Der junge Förster legte seine kühle Hand auf Rosemaries heiße Stirn. »Dirndl, Dirndl, was soll ich denn nur mit dir machen?«
Als hätte die Berührung eine beruhigende Wirkung gehabt, lag das Kind plötzlich ganz still und atmete in gleichmäßigen Zügen. Rosemarie schlief traumlos bis in die frühen Morgenstunden. Übermüdet, mit dunklen Ringen unter den Augen, räkelte sich Hubert Grasegger im Sessel. Allmählich wurde es Zeit, den Doktor zu holen. Aber er wagte nicht, das Kind allein in der Hütte zu lassen. Es fieberte noch immer, war einfach nicht wach zu bekommen.
Zum erstenmal, seit er die Hütte bewohnte, bedauerte es der Förster, daß er kein Telefon besaß. Doch nun war es zu spät, darüber nachzudenken. Er mußte den Arzt irgendwie heraufbekommen, denn das Kind war mit dem hohen Fieber wohl kaum transportfähig!

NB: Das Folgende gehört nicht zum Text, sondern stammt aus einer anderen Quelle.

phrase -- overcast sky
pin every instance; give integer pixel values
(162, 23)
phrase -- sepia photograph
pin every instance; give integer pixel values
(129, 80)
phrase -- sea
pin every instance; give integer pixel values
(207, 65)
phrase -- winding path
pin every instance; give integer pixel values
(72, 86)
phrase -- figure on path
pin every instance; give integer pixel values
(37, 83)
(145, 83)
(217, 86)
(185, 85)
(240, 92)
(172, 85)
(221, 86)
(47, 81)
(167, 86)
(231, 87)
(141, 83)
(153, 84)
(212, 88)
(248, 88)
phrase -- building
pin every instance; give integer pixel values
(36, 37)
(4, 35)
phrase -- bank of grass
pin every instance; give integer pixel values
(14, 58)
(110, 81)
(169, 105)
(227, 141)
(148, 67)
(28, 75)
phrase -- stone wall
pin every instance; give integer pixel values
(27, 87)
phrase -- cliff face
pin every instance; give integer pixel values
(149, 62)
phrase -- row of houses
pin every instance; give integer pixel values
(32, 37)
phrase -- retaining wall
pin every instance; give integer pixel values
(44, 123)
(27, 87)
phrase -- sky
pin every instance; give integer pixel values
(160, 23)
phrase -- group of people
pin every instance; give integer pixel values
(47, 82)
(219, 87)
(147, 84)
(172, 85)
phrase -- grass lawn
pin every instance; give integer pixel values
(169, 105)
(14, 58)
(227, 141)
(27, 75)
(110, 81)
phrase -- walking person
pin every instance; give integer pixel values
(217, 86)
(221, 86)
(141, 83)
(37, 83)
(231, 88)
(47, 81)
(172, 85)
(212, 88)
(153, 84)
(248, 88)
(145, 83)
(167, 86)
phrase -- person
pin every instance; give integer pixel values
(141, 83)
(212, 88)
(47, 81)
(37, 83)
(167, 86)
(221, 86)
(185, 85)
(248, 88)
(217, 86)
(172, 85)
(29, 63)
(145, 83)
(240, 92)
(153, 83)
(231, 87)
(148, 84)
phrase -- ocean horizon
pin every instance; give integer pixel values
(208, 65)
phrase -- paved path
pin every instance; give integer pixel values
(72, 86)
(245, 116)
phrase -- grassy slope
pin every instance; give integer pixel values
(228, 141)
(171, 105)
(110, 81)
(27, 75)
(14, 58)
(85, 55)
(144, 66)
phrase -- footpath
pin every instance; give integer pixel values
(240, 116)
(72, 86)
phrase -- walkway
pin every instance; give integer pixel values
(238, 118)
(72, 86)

Nachdenklich brühte der Mann einen Tee auf. Er stellte eine Tasse auf den kleinen Tisch, legte ein paar Kekse auf den Teller und schaute gleich darauf, wie es dem Kind ging. Es schien ruhig zu schlafen, aber das Gesicht war ungewöhnlich gerötet, die Stirn viel zu heiß. Er legte einen mit kaltem Wasser durchtränkten Umschlag auf ihre Stirn, erinnerte sich an Wadenwickel, die er als Kind immer bekommen hatte und tat desgleichen auch bei dem Mädchen. Nun erst war er ein wenig beruhigt. Leise verließ er die Hütte, schloß die Tür sorgfältig ab und lief so schnell er konnte ins Dorf.